Evidence that the defendant may have committed crimes other than the one charged is generally inadmissible. See Kirkpatrick v. Commonwealth, 211 Va. 269, 272, 176 S.E.2d 802, 805 (1970). However, "acts or conduct of the defendant after the crime, which are not elements of the crimes charged, are admissible because they may tend to show a 'consciousness of guilt.' In such cases, the defendant has no right to sanitize the evidence." Hope v. Commonwealth, 10 Va.

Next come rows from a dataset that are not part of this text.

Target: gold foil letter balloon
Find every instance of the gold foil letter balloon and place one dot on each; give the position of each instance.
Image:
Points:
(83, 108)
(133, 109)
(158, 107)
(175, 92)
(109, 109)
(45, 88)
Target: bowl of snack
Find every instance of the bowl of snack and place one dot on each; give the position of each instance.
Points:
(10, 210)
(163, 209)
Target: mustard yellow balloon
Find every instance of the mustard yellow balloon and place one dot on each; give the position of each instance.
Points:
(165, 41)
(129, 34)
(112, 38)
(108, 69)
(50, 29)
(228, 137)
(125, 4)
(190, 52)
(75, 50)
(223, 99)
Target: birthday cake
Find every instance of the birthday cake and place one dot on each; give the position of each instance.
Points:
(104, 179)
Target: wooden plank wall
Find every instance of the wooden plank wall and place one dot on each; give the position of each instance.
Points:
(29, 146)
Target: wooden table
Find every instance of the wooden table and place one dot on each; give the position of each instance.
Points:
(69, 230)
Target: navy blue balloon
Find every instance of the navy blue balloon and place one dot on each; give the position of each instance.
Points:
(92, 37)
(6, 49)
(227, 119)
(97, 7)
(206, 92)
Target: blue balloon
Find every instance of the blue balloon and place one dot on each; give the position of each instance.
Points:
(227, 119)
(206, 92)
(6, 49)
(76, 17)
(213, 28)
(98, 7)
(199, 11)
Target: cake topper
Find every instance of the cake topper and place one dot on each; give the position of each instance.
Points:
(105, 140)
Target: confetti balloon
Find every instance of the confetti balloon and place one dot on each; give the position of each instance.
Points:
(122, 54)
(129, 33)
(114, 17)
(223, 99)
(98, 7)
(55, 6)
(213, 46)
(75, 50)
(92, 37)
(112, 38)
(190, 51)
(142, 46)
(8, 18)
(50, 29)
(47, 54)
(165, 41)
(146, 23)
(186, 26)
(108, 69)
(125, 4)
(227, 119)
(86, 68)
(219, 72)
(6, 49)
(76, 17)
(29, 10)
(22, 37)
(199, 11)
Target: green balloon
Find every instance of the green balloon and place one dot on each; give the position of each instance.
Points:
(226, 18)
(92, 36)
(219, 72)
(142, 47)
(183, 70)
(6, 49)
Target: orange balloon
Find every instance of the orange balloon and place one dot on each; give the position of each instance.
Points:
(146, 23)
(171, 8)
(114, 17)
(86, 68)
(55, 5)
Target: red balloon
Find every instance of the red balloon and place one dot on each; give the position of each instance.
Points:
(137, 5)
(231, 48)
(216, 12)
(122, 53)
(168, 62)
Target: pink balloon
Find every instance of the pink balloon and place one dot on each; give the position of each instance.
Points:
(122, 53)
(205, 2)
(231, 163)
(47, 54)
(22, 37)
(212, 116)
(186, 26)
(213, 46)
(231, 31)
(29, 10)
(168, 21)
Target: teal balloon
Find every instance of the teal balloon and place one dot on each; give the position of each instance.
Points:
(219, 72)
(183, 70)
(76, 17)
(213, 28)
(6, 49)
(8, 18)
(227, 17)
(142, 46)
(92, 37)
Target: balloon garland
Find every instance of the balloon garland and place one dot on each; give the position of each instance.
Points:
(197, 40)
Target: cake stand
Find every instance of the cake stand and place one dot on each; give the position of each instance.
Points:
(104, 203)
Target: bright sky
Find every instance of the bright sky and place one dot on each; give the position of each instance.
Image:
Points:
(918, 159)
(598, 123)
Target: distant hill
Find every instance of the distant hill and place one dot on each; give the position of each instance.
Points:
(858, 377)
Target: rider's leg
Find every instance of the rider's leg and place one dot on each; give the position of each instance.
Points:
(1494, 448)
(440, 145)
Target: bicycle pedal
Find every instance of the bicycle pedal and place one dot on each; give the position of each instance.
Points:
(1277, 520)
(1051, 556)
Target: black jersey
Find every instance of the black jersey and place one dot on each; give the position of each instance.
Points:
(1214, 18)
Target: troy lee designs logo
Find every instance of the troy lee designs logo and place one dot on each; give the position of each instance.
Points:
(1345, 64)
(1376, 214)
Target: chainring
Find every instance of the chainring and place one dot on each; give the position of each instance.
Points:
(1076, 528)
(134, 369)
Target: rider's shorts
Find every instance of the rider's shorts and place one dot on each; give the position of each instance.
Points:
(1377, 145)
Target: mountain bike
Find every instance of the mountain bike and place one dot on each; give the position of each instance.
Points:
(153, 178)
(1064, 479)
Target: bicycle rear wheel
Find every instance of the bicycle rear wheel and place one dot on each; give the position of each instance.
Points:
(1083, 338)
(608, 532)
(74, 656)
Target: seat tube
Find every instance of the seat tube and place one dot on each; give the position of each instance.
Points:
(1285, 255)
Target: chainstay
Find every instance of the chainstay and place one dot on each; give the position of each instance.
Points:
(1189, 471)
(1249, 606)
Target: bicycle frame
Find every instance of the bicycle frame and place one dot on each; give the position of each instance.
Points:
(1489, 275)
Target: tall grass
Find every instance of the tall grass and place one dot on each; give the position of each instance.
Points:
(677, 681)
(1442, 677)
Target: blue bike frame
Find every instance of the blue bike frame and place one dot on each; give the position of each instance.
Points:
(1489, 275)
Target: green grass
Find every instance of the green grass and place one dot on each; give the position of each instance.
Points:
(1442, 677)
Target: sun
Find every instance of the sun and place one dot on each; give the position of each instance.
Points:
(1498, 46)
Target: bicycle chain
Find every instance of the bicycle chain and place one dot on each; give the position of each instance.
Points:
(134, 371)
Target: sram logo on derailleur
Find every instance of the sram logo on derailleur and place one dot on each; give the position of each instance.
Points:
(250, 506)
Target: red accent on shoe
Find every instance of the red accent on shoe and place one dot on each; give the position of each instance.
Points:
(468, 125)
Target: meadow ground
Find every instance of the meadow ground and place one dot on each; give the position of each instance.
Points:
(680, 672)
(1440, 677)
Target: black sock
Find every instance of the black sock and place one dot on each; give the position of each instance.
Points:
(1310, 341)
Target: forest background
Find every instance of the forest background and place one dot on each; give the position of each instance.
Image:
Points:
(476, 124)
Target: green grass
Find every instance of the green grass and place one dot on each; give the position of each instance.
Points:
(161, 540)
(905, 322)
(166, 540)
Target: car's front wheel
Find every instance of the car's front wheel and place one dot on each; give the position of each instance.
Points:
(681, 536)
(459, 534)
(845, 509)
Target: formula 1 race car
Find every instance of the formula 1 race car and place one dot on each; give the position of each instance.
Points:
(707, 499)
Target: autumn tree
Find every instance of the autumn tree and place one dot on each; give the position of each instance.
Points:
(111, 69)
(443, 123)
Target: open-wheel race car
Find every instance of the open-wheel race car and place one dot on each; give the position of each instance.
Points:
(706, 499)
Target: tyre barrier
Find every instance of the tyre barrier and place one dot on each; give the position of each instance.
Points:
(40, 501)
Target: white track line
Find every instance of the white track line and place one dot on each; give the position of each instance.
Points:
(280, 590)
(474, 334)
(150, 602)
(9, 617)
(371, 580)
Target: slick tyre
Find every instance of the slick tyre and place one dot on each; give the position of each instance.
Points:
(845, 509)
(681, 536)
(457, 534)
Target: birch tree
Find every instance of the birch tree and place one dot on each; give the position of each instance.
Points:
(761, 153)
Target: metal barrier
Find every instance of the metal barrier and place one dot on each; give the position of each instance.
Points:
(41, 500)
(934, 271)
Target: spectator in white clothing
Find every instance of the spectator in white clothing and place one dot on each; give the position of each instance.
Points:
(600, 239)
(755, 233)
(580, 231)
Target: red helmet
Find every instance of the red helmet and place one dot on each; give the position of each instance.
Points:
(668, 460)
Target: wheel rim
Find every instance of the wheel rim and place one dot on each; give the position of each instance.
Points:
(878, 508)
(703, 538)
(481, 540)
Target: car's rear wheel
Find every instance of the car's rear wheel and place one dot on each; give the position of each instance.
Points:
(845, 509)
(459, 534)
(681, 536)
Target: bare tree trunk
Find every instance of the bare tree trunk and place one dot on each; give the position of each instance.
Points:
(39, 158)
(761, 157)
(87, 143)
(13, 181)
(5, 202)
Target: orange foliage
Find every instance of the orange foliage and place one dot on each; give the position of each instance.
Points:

App. 381, 386, 392 S.E.2d 830, 834 (1990) (en banc) (evidence of flight can be considered as evidence of guilt). "The fact-finder is entitled to all of the relevant and connected facts," including those which occurred before or after the crime charged, "even though they may show the defendant guilty of other offenses." Scott v. Commonwealth, 228 Va. 519, 526-27, 323 S.E.2d 572, 577 (1984). In Hope v. Commonwealth, 10 Va. App. 381, 386, 392 S.E.2d 830, 834 (1990) the defendant fell while fleeing from the police. They found a loaded gun near the spot where he fell. The defendant possessed recently stolen property, but no evidence indicated that the burglary was accomplished by force. However, the evidence which proved that he possessed a gun was admissible because the defendant's conduct "is an important factor in the estimate of the weight of circumstances which point to his guilt." Hope, 10 Va. App. at 385-86, 392 S.E.2d at 833. The "'combined force of many concurrent and related circumstances, each insufficient in itself, may lead a reasonable mind irresistibly to a conclusion.'" Id. at 386, 392 S.E.2d at 833 (quoting Peoples v. Commonwealth, 147 Va. 692, 704, 137 S.E. 603, 606 (1927)).